Welcome to the newest article in Scrum for Operations. I started this series when I was working for NI. But now I’m going through the same process at BV so time to pick it back up again! Like my previous post on Speeding Up Releases, I’m going to go light on theory and heavy on the details, good and bad, of how exactly we implemented Agile and DevOps and where we are with it.
Here at BV (Bazaarvoice), the org had adopted Agile wholesale just a couple months before I started. We also adopted DevOps shortly after I joined by embedding ops folks in the product teams. Before the Agile/DevOps implementation there was a traditional organization consisting of many dev teams and one ops team, with all the bottlenecking and siloing and stuff that’s traditional in that kind of setup. Newer teams (often made up of newly hired engineers, since we were growing quickly) that started out on the new DevOps model picked it up fine, but in at least one case we had a lot of culture change to do with an existing team.

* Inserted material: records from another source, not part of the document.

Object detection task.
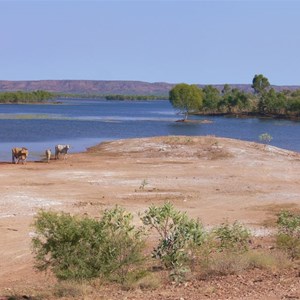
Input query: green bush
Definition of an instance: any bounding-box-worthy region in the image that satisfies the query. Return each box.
[32,207,144,282]
[276,211,300,259]
[141,203,205,270]
[212,221,251,253]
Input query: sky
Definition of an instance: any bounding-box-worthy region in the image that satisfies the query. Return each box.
[0,0,300,85]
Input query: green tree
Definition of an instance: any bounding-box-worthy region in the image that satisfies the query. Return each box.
[169,83,203,120]
[141,202,205,269]
[252,74,270,95]
[202,85,220,112]
[258,89,287,114]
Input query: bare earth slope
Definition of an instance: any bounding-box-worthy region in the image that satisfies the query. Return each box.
[0,136,300,299]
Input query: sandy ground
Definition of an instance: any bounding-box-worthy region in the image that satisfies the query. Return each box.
[0,136,300,299]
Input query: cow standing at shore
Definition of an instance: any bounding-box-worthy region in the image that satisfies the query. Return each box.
[45,149,51,163]
[55,145,70,159]
[11,147,29,164]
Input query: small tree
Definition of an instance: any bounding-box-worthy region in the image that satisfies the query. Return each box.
[259,133,273,144]
[276,211,300,259]
[141,202,205,269]
[169,83,203,120]
[252,74,270,95]
[32,207,144,283]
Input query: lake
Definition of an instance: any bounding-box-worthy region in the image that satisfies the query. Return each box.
[0,99,300,161]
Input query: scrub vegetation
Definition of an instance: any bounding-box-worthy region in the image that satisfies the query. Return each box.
[32,202,300,294]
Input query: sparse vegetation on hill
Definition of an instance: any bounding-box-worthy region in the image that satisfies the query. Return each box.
[0,91,54,103]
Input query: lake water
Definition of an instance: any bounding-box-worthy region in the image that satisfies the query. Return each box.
[0,99,300,161]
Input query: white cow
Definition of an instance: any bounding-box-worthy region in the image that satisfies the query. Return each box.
[45,149,51,163]
[55,145,70,159]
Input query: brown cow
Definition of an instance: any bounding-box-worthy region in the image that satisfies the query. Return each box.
[11,147,29,164]
[45,149,51,162]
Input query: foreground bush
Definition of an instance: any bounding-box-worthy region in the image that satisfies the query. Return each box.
[32,207,144,282]
[212,221,251,253]
[276,211,300,259]
[142,203,205,269]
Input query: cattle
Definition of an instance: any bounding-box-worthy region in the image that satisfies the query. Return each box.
[11,147,29,164]
[55,145,70,159]
[45,149,51,163]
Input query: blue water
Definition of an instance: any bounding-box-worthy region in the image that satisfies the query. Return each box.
[0,99,300,161]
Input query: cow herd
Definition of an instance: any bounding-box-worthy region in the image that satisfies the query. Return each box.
[11,145,70,164]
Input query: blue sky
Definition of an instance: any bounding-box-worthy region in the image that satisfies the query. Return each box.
[0,0,300,85]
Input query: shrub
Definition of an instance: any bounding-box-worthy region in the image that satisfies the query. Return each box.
[276,211,300,259]
[141,203,205,269]
[32,207,144,282]
[212,221,251,253]
[259,133,273,144]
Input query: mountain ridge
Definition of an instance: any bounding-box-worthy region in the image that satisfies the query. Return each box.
[0,80,300,96]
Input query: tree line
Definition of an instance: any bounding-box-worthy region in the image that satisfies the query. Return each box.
[105,94,168,100]
[169,74,300,119]
[0,90,54,103]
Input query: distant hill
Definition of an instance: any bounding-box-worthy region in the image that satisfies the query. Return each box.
[0,80,300,96]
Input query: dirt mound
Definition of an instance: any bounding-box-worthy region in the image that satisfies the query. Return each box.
[0,136,300,299]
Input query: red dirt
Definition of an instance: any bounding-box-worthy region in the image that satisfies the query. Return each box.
[0,136,300,300]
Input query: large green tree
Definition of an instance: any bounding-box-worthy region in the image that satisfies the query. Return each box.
[169,83,203,120]
[202,85,220,112]
[252,74,270,95]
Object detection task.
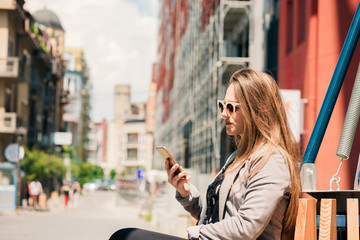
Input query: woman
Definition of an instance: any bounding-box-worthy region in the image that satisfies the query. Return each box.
[109,69,300,240]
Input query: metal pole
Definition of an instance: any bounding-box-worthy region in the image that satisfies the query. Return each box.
[303,3,360,163]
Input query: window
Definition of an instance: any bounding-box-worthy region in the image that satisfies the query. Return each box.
[128,133,138,143]
[127,148,137,160]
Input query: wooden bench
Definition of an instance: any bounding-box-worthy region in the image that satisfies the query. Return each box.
[294,198,359,240]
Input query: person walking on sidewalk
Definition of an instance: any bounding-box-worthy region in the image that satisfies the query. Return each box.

Our primary large legacy team is called the PRR team (Product Ratings and Reviews) after the name of their product, which now does lots more than just ratings and reviews, but naturally marketing rebranding does little to change what all the engineers know an app is called. Many of the teams working on emerging greenfield products that were still in development had just one embedded ops engineer, but on our primary production software stack, we had a bunch. PRR serves content into many Internet retailer’s pages; 450 million people see our reviews and such. So for us scalability, performance, monitoring, etc. aren’t a sideline, they’re at least half of the work of an engineering team!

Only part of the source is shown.